Dalla calunnia al sequestro di persona: nei guai comandante di polizia municipale

 

Agli arresti l’ex numero uno dei vigili urbani di Altopascio. Misure anche per due agenti

 

Gli uomini della squadra mobile della questura di Pistoia hanno dato esecuzione all’ordinanza di misura cautelare, emessa dal gip su richiesta della procura nei confronti del comandante e di altri due agenti in servizi alla municipale di Montecatini Terme. Il comandante finito nel mirino degli inquirenti, Domenico Gatto, aveva prestato servizio anche  ad Altopascio, dove aveva ricoperto il ruolo di comandante della polizia municipale.

I pubblici ufficiali, di cui due sottoposti alla misura degli arresti domiciliari e uno al divieto di dimora nel Comune di Montecatini, sono ritenuti responsabili, in concorso e con differenti profili di responsabilità, dei reati di lesioni personali, tentata concussione, arresto illegale, falsità ideologica, calunnia, sequestro di persona, rivelazione e utilizzazione di segreti d’ufficio, commessi in diversi episodi a partire dall’aprile del 2020, nell’espletamento di servizi di istituto. Accuse da cui comunque Gatto e i due agenti potranno difendersi ma che per il gip sono state sufficienti ad emettere le misure.

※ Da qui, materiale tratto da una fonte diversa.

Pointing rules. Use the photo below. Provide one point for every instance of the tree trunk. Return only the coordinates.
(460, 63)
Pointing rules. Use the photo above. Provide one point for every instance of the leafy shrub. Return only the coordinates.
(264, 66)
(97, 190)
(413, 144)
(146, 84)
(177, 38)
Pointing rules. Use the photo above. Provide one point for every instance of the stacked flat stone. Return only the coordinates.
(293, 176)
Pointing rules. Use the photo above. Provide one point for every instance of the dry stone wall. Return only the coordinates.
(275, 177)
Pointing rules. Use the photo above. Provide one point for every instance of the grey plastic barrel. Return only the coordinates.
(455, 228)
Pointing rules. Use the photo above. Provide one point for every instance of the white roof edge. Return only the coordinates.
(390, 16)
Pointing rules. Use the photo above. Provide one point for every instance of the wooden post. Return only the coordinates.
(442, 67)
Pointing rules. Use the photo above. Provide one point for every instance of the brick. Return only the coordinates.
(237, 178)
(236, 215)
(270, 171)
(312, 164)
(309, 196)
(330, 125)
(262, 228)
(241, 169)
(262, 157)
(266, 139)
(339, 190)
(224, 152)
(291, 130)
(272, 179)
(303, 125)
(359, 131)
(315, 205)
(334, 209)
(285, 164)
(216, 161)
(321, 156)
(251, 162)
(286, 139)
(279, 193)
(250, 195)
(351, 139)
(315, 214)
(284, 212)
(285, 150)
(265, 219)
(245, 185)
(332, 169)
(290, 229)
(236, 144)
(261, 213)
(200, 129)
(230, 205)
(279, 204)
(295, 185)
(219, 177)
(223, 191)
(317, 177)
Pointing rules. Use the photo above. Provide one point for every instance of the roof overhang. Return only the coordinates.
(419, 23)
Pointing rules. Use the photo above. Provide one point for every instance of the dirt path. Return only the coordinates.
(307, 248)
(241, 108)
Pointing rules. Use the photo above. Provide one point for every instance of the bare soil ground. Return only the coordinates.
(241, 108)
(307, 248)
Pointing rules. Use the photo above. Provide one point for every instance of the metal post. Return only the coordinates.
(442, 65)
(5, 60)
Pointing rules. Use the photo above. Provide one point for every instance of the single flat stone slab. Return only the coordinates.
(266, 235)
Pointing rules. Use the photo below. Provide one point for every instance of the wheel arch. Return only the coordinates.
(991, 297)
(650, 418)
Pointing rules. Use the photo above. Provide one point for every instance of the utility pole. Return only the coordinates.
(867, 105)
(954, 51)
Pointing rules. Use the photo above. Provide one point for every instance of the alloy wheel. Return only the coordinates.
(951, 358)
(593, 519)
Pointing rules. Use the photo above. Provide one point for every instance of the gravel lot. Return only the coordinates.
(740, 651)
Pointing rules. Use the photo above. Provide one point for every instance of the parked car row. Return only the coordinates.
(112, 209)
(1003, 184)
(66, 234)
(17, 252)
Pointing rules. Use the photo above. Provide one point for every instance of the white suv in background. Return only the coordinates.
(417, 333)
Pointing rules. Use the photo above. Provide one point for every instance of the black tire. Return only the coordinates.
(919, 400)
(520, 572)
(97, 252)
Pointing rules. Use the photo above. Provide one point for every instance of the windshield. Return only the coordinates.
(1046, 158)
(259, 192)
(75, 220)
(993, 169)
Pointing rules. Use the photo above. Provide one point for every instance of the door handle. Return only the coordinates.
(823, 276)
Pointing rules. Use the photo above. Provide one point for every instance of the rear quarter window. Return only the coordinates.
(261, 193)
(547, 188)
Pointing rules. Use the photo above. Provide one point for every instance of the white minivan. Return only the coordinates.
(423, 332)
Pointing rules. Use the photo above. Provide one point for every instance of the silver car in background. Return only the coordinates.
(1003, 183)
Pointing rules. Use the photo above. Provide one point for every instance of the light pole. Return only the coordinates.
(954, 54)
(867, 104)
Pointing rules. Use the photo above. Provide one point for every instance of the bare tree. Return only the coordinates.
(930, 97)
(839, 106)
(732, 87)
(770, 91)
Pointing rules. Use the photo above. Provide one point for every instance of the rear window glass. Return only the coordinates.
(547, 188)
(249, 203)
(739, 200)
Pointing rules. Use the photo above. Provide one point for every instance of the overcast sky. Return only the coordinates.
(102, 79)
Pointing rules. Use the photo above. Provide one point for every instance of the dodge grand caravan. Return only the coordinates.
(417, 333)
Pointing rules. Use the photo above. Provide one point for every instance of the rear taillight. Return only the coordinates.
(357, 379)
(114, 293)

Le indagini che hanno portato all’emissione del provvedimento cautelare ipotizzano, infatti, che gli agenti, in diverse occasioni, abusando delle loro funzioni siano intervenuti, adottando provvedimenti limitativi e lesivi della libertà di persone destinatarie di attività di controllo, riferendone l’esito all’autorità giudiziaria con comunicazioni e verbali che per l’accusa avrebbero offerto false ricostruzioni.

Nello stesso procedimento sono stati raggiunti da informazione di garanzia, notificata nella mattinata di oggi, altri tre agenti in servizio presso il medesimo comando ritenuti responsabili di concorso in arresto illegale falsità ideologica, perquisizione e ispezione arbitraria, calunnia.